1. The number rolled can be a 2.

2. The number rolled can be a 5.

**Events:** These events are mutually exclusive since they cannot occur at the same time.

**Probabilities:** How do we find the probabilities of these mutually exclusive events? We need a rule to guide us.

**Addition Rule 1:** When two events, A and B, are mutually exclusive, the probability that A or B will occur is the sum of the probability of each event.


 Probabilities: 
 
$ P(2)=1/6$
                
$P(5)	 = 	1/ 6$
                
$P(2 or 5) = P(2)+P(5) = 	1/6	 + 	1/6 = 2/6 = 1/3 $

**Experiment 2:** A glass jar contains 1 red, 3 green, 2 blue, and 4 yellow marbles. If a single marble is chosen at random from the jar, what is the probability that it is yellow or green?

Probabilities:

$P(yellow)	 = 	 4/10$
  
$P(green)	 = 	 3/10$
  
$P(yellow or green)	 = 	P(yellow)	 + 	P(green) = 	 4/10 	 + 	 3/10 = 7/10 $


**Addition Rule 2 (Mutually Not Exclusive)**


**Experiment 4:** In a math class of 30 students, 17 are boys and 13 are girls. On a unit test, 4 boys and 5 girls made an A grade. If a student is chosen at random from the class, what is the probability of choosing a girl or an A student?

**Probabilities:**

$ P(girl or A) = P(girl) + P(A) – P(girl and A)$

$= 	13/30 + 9/30 – 5/30$

$= 	17/30$

**Experiment 6:** On New Year’s Eve, the probability of a person having a car accident is 0.09. The probability of a person driving while intoxicated is 0.32 and probability of a person having a car accident while intoxicated is 0.15. What is the probability of a person driving while intoxicated or having a car accident?

**Probabilities:**

$P(intoxicated or accident)	 = 	P(intoxicated)	 + 	P(accident)	 – 	P(intoxicated and accident)$
  
$= 	0.32	 + 	0.09	 – 	0.15$
$ = 0.26$	

## Multiplication Rule: 
The probability of two or more independent events occurring in sequence can be found by computing the probability of each event separately, and then multiplying the results together.
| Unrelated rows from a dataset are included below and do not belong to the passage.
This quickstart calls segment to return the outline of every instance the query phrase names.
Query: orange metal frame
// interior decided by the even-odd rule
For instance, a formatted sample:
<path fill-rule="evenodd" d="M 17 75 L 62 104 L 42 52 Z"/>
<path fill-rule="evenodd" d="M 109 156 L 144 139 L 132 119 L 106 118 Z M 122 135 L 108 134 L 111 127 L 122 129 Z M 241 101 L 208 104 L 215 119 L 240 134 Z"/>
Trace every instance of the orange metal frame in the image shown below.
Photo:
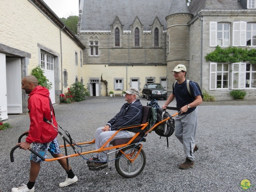
<path fill-rule="evenodd" d="M 150 132 L 151 131 L 152 131 L 156 126 L 157 126 L 158 125 L 160 124 L 161 124 L 161 123 L 164 122 L 166 121 L 167 121 L 167 120 L 169 120 L 170 119 L 170 118 L 174 117 L 174 116 L 176 116 L 176 115 L 178 115 L 178 113 L 176 113 L 175 114 L 173 114 L 172 116 L 171 117 L 168 117 L 167 118 L 166 118 L 166 119 L 164 119 L 164 120 L 163 120 L 162 121 L 160 121 L 160 122 L 159 122 L 158 123 L 157 123 L 156 124 L 155 124 L 155 125 L 154 125 L 154 126 L 153 126 L 149 130 L 148 130 L 148 131 L 147 131 L 146 133 L 145 133 L 145 134 L 147 134 L 149 132 Z M 128 146 L 128 145 L 129 145 L 131 143 L 132 143 L 132 142 L 134 139 L 135 139 L 135 138 L 136 138 L 136 137 L 140 134 L 140 133 L 136 133 L 136 134 L 135 134 L 135 135 L 134 135 L 133 137 L 132 137 L 132 138 L 131 138 L 131 139 L 128 142 L 124 144 L 122 144 L 121 145 L 117 145 L 117 146 L 110 146 L 108 147 L 106 147 L 105 148 L 105 146 L 107 145 L 107 144 L 109 142 L 110 142 L 110 141 L 111 140 L 114 138 L 114 137 L 117 134 L 117 133 L 119 131 L 122 130 L 127 130 L 127 129 L 130 129 L 132 128 L 134 128 L 135 127 L 141 127 L 141 128 L 140 128 L 140 129 L 141 130 L 144 130 L 146 127 L 147 126 L 148 124 L 148 123 L 147 122 L 145 124 L 141 124 L 139 126 L 131 126 L 131 127 L 125 127 L 125 128 L 122 128 L 120 129 L 120 130 L 118 130 L 116 132 L 111 136 L 111 137 L 110 137 L 109 139 L 108 139 L 108 141 L 105 143 L 105 144 L 104 145 L 103 145 L 103 146 L 101 147 L 99 149 L 97 150 L 91 150 L 91 151 L 87 151 L 86 152 L 83 152 L 82 153 L 80 153 L 80 154 L 73 154 L 72 155 L 67 155 L 66 156 L 64 156 L 63 157 L 59 157 L 59 158 L 52 158 L 51 159 L 45 159 L 45 161 L 55 161 L 56 160 L 59 160 L 60 159 L 63 159 L 63 158 L 69 158 L 70 157 L 75 157 L 76 156 L 78 156 L 79 155 L 84 155 L 86 154 L 88 154 L 90 153 L 98 153 L 99 152 L 102 152 L 102 151 L 106 151 L 106 150 L 112 150 L 112 149 L 116 149 L 116 148 L 121 148 L 122 147 L 125 147 L 126 146 Z M 92 140 L 91 141 L 89 141 L 89 142 L 82 142 L 82 143 L 77 143 L 76 144 L 76 145 L 83 145 L 83 144 L 93 144 L 94 143 L 95 143 L 95 139 L 94 139 L 93 140 Z M 128 155 L 126 155 L 125 154 L 124 154 L 124 153 L 122 151 L 122 150 L 120 149 L 119 151 L 121 152 L 121 153 L 122 153 L 123 154 L 124 154 L 125 156 L 128 159 L 129 159 L 132 162 L 133 162 L 137 158 L 137 156 L 138 155 L 138 154 L 140 153 L 139 152 L 140 152 L 140 151 L 141 150 L 142 148 L 142 144 L 140 144 L 139 145 L 138 145 L 138 146 L 140 146 L 140 148 L 139 150 L 139 151 L 137 153 L 137 155 L 134 158 L 133 158 L 133 159 L 131 159 L 129 157 L 129 156 L 128 156 Z M 66 146 L 70 146 L 70 145 L 66 145 Z M 60 147 L 64 147 L 64 145 L 61 145 L 60 146 Z M 129 156 L 130 155 L 129 154 Z"/>

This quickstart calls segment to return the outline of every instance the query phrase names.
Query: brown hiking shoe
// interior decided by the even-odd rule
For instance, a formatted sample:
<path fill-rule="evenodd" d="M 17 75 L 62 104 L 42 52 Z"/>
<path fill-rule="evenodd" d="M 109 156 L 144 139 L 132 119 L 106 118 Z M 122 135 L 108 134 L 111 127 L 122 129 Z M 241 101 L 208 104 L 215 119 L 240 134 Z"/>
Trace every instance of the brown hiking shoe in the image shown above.
<path fill-rule="evenodd" d="M 193 168 L 194 166 L 194 161 L 186 158 L 185 162 L 179 165 L 179 168 L 181 169 L 188 169 L 190 168 Z"/>
<path fill-rule="evenodd" d="M 197 151 L 198 150 L 199 148 L 198 147 L 198 146 L 197 145 L 196 145 L 195 146 L 195 148 L 194 148 L 193 152 L 194 153 L 195 152 Z"/>

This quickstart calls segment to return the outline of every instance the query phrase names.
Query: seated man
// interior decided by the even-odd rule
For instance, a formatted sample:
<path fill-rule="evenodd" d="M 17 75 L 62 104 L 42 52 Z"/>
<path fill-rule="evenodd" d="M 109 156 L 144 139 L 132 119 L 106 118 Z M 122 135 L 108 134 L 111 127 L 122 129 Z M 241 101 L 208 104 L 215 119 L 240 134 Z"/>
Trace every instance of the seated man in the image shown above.
<path fill-rule="evenodd" d="M 139 99 L 140 95 L 140 91 L 136 88 L 130 88 L 125 93 L 125 100 L 127 103 L 123 105 L 119 112 L 109 121 L 105 126 L 97 129 L 95 136 L 96 150 L 100 148 L 108 141 L 117 131 L 118 128 L 141 123 L 143 112 L 142 106 Z M 138 129 L 140 128 L 138 128 Z M 135 132 L 128 130 L 121 130 L 110 141 L 115 139 L 131 138 L 136 134 Z M 105 147 L 108 147 L 109 145 L 108 142 Z M 107 150 L 96 153 L 94 157 L 88 160 L 86 163 L 90 169 L 105 167 L 108 163 L 106 161 L 107 157 Z"/>

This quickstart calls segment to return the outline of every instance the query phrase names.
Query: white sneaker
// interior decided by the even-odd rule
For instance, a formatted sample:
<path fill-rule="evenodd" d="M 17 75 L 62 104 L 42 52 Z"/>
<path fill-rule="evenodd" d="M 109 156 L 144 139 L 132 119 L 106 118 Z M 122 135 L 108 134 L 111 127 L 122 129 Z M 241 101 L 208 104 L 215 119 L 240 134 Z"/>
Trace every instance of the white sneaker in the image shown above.
<path fill-rule="evenodd" d="M 12 192 L 34 192 L 35 191 L 35 187 L 33 187 L 31 189 L 29 189 L 27 186 L 27 185 L 22 184 L 22 185 L 18 188 L 14 188 L 12 189 Z"/>
<path fill-rule="evenodd" d="M 66 186 L 70 185 L 72 183 L 75 183 L 78 180 L 78 178 L 76 176 L 75 176 L 74 177 L 74 178 L 73 178 L 72 179 L 71 179 L 70 178 L 68 178 L 67 177 L 64 182 L 60 183 L 60 184 L 59 184 L 59 186 L 60 187 L 66 187 Z"/>

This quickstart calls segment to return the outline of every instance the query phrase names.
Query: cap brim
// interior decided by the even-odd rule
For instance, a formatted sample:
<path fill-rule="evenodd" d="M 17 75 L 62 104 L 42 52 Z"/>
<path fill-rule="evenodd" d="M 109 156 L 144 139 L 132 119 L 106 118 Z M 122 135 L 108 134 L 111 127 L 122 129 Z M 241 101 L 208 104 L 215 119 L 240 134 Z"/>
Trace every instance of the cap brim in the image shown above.
<path fill-rule="evenodd" d="M 172 72 L 173 72 L 174 71 L 175 71 L 175 72 L 180 72 L 181 71 L 182 71 L 181 69 L 174 69 L 172 71 Z"/>

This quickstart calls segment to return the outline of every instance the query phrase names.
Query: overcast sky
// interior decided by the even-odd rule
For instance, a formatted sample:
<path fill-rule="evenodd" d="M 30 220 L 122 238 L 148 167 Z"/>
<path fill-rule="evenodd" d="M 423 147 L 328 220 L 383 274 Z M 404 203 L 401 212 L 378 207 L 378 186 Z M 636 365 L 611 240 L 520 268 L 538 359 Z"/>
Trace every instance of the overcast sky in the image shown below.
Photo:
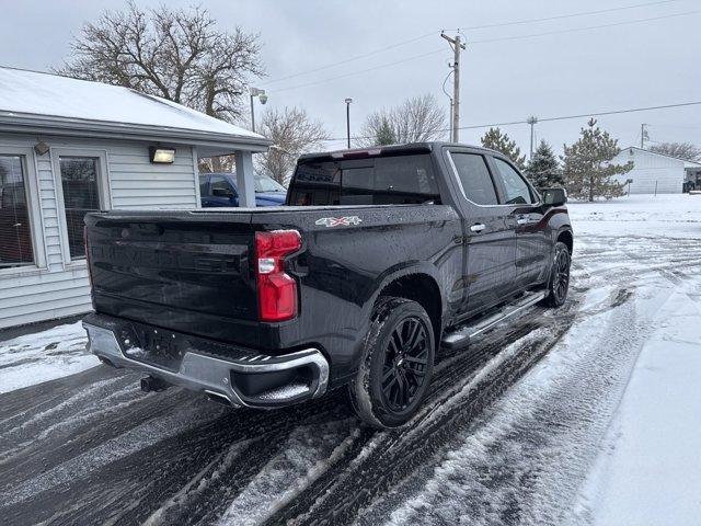
<path fill-rule="evenodd" d="M 117 0 L 0 0 L 0 64 L 36 70 L 60 65 L 84 22 L 104 9 L 124 8 Z M 271 106 L 302 106 L 338 138 L 345 137 L 345 98 L 354 101 L 352 135 L 369 112 L 407 96 L 433 93 L 447 107 L 441 84 L 452 52 L 439 37 L 444 28 L 452 34 L 461 28 L 468 39 L 462 126 L 701 101 L 699 0 L 208 0 L 202 4 L 221 28 L 239 25 L 260 33 L 268 75 L 256 83 L 268 91 Z M 644 5 L 475 28 L 640 4 Z M 676 14 L 680 15 L 671 16 Z M 644 19 L 657 20 L 630 23 Z M 581 31 L 605 24 L 609 26 Z M 539 33 L 556 34 L 522 37 Z M 413 42 L 345 61 L 406 41 Z M 436 53 L 426 55 L 432 52 Z M 418 55 L 426 56 L 410 59 Z M 297 75 L 338 61 L 345 62 Z M 363 72 L 367 69 L 372 70 Z M 332 80 L 340 76 L 346 77 Z M 539 123 L 537 138 L 561 150 L 563 142 L 576 140 L 586 121 Z M 640 142 L 641 123 L 650 125 L 653 140 L 701 145 L 701 106 L 599 117 L 622 147 Z M 528 150 L 527 125 L 503 128 Z M 460 139 L 475 144 L 483 132 L 463 130 Z M 341 148 L 344 141 L 330 146 Z"/>

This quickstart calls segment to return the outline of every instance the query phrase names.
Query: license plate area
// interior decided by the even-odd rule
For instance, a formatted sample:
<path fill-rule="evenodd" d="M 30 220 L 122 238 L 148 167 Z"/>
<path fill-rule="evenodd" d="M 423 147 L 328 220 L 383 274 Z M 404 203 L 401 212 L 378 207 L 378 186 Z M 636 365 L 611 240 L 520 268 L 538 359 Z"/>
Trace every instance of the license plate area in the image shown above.
<path fill-rule="evenodd" d="M 124 354 L 131 359 L 180 370 L 188 342 L 182 335 L 171 331 L 145 325 L 133 325 L 134 340 L 125 344 Z M 126 342 L 125 342 L 126 343 Z"/>

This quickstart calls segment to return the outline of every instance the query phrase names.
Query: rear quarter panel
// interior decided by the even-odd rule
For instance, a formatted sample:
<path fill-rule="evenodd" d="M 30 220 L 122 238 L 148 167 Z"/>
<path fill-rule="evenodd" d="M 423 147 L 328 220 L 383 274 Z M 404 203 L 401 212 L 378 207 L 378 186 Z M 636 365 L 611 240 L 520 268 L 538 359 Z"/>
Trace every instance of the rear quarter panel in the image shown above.
<path fill-rule="evenodd" d="M 253 221 L 302 235 L 302 251 L 287 262 L 300 284 L 300 313 L 279 325 L 280 344 L 320 346 L 332 380 L 356 369 L 374 302 L 397 277 L 435 279 L 444 315 L 462 299 L 462 247 L 453 240 L 461 225 L 450 206 L 333 207 L 256 214 Z"/>

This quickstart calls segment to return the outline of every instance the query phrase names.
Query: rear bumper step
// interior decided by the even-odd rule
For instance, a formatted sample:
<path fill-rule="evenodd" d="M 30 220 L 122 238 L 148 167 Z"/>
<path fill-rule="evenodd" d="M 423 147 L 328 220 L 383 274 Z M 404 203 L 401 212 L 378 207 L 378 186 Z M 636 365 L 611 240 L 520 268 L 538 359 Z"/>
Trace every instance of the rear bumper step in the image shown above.
<path fill-rule="evenodd" d="M 547 296 L 547 290 L 527 293 L 521 298 L 518 298 L 518 300 L 516 300 L 515 302 L 502 307 L 493 315 L 490 315 L 485 318 L 480 318 L 466 325 L 460 325 L 453 332 L 446 333 L 440 343 L 444 347 L 449 350 L 464 347 L 470 344 L 470 340 L 476 338 L 483 332 L 489 331 L 498 323 L 502 323 L 503 321 L 522 312 L 527 308 L 532 307 L 538 301 L 544 299 Z"/>
<path fill-rule="evenodd" d="M 94 317 L 94 315 L 93 315 Z M 184 353 L 177 370 L 127 355 L 115 332 L 83 321 L 90 351 L 115 367 L 139 370 L 154 379 L 228 401 L 233 407 L 272 409 L 321 397 L 329 384 L 329 362 L 317 348 L 283 356 L 252 354 L 223 359 Z M 140 350 L 139 350 L 140 351 Z"/>

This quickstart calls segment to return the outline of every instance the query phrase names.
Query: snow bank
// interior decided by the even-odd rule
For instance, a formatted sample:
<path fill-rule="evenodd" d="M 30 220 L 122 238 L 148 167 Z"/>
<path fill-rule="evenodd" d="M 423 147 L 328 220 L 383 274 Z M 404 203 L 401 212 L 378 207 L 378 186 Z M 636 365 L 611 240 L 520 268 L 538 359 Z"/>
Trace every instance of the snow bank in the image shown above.
<path fill-rule="evenodd" d="M 87 343 L 80 321 L 0 342 L 0 393 L 99 365 Z"/>
<path fill-rule="evenodd" d="M 701 238 L 701 195 L 631 195 L 567 203 L 577 235 Z"/>

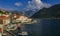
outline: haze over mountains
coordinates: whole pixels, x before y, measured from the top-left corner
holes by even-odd
[[[33,18],[60,18],[60,4],[54,5],[50,8],[43,8],[35,13]]]

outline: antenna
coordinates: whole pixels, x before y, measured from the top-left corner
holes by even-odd
[[[25,14],[24,11],[22,11],[22,15],[23,15],[23,16],[24,16],[24,14]]]

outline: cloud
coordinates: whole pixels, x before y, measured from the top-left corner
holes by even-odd
[[[42,8],[49,8],[51,5],[48,3],[43,3],[41,0],[32,0],[28,1],[28,5],[26,7],[27,10],[34,10],[35,9],[42,9]]]
[[[14,5],[15,5],[15,6],[21,6],[22,3],[20,3],[20,2],[16,2]]]

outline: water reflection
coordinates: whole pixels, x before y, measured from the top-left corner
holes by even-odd
[[[36,19],[38,22],[26,25],[26,31],[32,36],[58,36],[60,33],[60,19]]]

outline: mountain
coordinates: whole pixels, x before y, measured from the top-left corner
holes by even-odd
[[[31,17],[33,14],[35,14],[38,10],[32,11],[32,10],[28,10],[25,11],[25,15],[28,17]]]
[[[60,18],[60,4],[41,9],[32,18]]]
**Definition:** Two events, A and B, are independent if the fact that A occurs does not affect the probability of B occurring.

**Some other examples of independent events are:**

* Landing on heads after tossing a coin **AND** rolling a 5 on a single 6-sided die.
* Choosing a marble from a jar **AND** landing on heads after tossing a coin.
* Choosing a 3 from a deck of cards, replacing it, **AND** then choosing an ace as the second card.
* Rolling a 4 on a single 6-sided die, **AND** then rolling a 1 on a second roll of the die.

To find the probability of two independent events that occur in sequence, find the probability of each event occurring separately, and then multiply the probabilities. This multiplication rule is defined symbolically below. Note that multiplication is represented by AND.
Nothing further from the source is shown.